Termina con 2,7 milioni di euro di ammenda e la condanna di omicidio colposo il processo contro il laboratorio farmaceutico Servier, coinvolto nello scandalo del suo farmaco anti-fame.

Condannato laboratorio Servier per farmaco Mediator

È giunto al termine uno dei processi più importanti degli ultimi anni in Francia. La condanna è di “omicidio plurimo colposo” e “frode aggravata” per il laboratorio farmaceutico francese Servier. Coinvolto nello scandalo del suo farmaco anti-fame “Mediator”, è accusato di essere responsabile della morte di un numero tra le 1.500 e le 2.100 persone. L’ammenda per i laboratori Servier ammonta a 2,7 milioni di euro. “Nonostante fossero a conoscenza dei rischi da molti anni i responsabili non hanno mai preso i provvedimenti necessari, ed hanno in conseguenza ingannato i consumatori del Mediator” sono le parole del presidente del tribunale Sylvie Daunis. Il laboratorio non è stato, però, riconosciuto colpevole di truffa.

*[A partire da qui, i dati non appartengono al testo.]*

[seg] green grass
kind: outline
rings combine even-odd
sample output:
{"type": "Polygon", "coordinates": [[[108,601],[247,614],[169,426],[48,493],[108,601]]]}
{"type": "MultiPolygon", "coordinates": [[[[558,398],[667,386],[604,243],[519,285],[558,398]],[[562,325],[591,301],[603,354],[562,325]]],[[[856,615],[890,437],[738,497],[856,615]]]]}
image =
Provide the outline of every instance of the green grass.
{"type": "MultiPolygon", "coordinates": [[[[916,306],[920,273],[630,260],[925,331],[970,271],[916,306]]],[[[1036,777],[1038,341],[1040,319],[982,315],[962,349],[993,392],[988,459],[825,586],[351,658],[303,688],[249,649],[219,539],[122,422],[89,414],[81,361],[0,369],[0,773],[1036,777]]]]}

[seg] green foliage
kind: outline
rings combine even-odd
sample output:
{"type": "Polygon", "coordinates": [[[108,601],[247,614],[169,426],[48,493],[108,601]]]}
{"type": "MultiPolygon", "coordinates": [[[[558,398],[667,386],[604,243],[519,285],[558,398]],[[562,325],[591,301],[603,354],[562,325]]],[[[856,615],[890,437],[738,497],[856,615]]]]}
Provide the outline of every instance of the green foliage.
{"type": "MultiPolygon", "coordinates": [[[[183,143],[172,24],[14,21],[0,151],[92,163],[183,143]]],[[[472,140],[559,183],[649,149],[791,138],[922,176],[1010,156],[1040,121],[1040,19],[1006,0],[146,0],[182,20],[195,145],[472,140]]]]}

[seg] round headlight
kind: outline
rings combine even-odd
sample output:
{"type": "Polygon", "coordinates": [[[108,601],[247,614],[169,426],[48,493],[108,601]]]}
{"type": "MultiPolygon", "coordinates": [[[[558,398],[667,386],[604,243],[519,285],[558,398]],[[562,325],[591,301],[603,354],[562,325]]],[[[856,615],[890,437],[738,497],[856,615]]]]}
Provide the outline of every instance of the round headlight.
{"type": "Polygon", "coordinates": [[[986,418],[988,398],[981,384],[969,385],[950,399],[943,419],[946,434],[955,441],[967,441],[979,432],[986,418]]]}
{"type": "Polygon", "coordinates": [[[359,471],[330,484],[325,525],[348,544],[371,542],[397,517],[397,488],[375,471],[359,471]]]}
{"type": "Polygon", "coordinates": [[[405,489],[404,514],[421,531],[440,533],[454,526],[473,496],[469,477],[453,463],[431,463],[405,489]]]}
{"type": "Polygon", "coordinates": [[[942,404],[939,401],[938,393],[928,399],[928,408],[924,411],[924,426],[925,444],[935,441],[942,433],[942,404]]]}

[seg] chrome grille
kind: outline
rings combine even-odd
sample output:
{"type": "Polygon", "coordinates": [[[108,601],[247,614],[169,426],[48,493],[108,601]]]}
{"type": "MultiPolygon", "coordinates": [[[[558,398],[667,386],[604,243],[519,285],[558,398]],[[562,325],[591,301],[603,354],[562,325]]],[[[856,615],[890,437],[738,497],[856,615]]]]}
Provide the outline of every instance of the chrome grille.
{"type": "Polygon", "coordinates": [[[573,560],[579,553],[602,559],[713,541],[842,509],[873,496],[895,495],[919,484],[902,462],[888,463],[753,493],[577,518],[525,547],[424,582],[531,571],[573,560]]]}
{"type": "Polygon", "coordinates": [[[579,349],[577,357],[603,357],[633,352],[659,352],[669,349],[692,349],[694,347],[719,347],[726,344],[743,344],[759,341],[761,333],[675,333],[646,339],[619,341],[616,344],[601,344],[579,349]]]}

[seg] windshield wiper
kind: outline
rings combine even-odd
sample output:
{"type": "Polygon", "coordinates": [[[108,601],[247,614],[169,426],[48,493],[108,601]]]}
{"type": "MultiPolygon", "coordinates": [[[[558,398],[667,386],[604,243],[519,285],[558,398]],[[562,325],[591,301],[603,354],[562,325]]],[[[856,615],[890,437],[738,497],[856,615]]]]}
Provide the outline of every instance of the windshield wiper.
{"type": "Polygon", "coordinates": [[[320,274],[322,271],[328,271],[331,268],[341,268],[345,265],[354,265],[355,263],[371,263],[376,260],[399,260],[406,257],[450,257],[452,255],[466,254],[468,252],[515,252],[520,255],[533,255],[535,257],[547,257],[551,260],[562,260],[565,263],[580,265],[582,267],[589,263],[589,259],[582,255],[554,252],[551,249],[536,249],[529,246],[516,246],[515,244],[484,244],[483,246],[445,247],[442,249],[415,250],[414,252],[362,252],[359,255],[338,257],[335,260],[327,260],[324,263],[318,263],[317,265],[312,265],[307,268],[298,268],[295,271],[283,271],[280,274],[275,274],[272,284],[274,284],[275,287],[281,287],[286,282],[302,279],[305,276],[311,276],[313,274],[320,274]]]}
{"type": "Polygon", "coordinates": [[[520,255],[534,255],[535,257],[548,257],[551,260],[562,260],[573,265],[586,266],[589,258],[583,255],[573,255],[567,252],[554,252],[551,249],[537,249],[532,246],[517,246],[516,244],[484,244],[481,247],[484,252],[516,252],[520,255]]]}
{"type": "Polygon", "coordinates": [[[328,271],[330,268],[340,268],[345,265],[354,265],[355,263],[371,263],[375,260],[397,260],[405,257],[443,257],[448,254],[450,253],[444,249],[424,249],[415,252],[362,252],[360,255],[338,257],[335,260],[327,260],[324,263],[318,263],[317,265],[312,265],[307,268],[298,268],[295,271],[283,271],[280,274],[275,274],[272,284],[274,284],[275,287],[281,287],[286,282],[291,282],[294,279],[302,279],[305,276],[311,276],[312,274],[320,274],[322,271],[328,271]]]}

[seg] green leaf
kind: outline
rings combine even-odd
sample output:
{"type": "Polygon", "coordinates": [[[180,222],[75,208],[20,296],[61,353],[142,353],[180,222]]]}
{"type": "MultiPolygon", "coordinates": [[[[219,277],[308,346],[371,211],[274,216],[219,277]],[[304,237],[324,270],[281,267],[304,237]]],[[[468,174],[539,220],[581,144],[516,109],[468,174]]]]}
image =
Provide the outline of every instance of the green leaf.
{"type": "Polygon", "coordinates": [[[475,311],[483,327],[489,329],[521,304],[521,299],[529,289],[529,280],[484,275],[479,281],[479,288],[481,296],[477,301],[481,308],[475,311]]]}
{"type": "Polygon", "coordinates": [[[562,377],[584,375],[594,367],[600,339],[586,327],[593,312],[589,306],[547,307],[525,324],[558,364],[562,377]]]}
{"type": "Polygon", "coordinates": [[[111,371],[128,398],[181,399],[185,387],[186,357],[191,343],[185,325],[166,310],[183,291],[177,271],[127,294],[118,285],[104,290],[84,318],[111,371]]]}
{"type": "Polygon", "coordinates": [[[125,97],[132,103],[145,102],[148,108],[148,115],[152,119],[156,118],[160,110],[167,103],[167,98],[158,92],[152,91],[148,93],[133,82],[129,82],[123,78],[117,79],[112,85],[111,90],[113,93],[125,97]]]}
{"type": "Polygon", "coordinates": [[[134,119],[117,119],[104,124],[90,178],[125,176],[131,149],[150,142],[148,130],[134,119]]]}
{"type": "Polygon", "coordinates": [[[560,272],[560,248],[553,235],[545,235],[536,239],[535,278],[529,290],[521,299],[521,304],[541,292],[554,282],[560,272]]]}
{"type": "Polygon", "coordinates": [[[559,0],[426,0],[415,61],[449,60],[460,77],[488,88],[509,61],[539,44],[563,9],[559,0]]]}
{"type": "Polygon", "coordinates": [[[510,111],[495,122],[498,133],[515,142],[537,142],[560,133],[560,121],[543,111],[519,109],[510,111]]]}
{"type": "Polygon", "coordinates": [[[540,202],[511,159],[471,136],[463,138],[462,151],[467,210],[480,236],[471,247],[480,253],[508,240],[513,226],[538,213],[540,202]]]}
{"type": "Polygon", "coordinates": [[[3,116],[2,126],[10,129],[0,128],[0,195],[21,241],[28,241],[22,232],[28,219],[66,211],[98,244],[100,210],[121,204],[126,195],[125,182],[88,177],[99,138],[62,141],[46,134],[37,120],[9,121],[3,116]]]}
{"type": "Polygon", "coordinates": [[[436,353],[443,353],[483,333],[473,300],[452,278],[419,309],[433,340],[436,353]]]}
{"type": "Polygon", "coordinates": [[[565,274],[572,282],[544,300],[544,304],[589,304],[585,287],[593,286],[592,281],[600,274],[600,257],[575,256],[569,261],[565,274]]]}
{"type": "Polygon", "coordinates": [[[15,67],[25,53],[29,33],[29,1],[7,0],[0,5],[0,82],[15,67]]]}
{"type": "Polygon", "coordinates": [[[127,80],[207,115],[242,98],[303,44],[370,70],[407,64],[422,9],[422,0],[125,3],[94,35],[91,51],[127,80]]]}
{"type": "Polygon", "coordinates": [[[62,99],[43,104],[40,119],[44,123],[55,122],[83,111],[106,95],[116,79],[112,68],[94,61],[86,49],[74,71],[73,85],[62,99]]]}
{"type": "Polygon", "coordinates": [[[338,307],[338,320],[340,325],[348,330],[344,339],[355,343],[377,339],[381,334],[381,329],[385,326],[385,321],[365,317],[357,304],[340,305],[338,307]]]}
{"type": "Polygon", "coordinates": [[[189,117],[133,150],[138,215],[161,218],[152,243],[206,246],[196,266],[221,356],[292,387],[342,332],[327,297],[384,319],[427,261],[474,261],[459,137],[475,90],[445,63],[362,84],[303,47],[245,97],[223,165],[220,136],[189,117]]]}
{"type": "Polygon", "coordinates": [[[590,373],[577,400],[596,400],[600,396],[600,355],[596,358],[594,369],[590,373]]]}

Ha però “minato la fiducia nel sistema sanitario” secondo la presidente del tribunale.

Farmaco Mediator, cos’è?

Utilizzato ovunque come anti-fame, il Mediator è in realtà un farmaco coadiuvante nella cura del diabete, commercializzato in Francia dal 1976. Nei 33 anni in cui è rimasto in commercio, prima del ritiro nel novembre 2009, è stato prescritto a circa 5 milioni di persone. Jean-Philippe Seta, ex braccio destro del potentissimo Jacques Servier, scomparso nel 2014, è stato condannato a 4 anni di carcere con la condizionale. Anche l’Agenzia nazionale per la sicurezza del farmaco (ANSM) è stata condannata per “omicidi colposi provocati da negligenza“: ritenuta responsabile di aver tardato a sospendere la commercializzazione del Mediator, dovrà pagare 303.000 euro.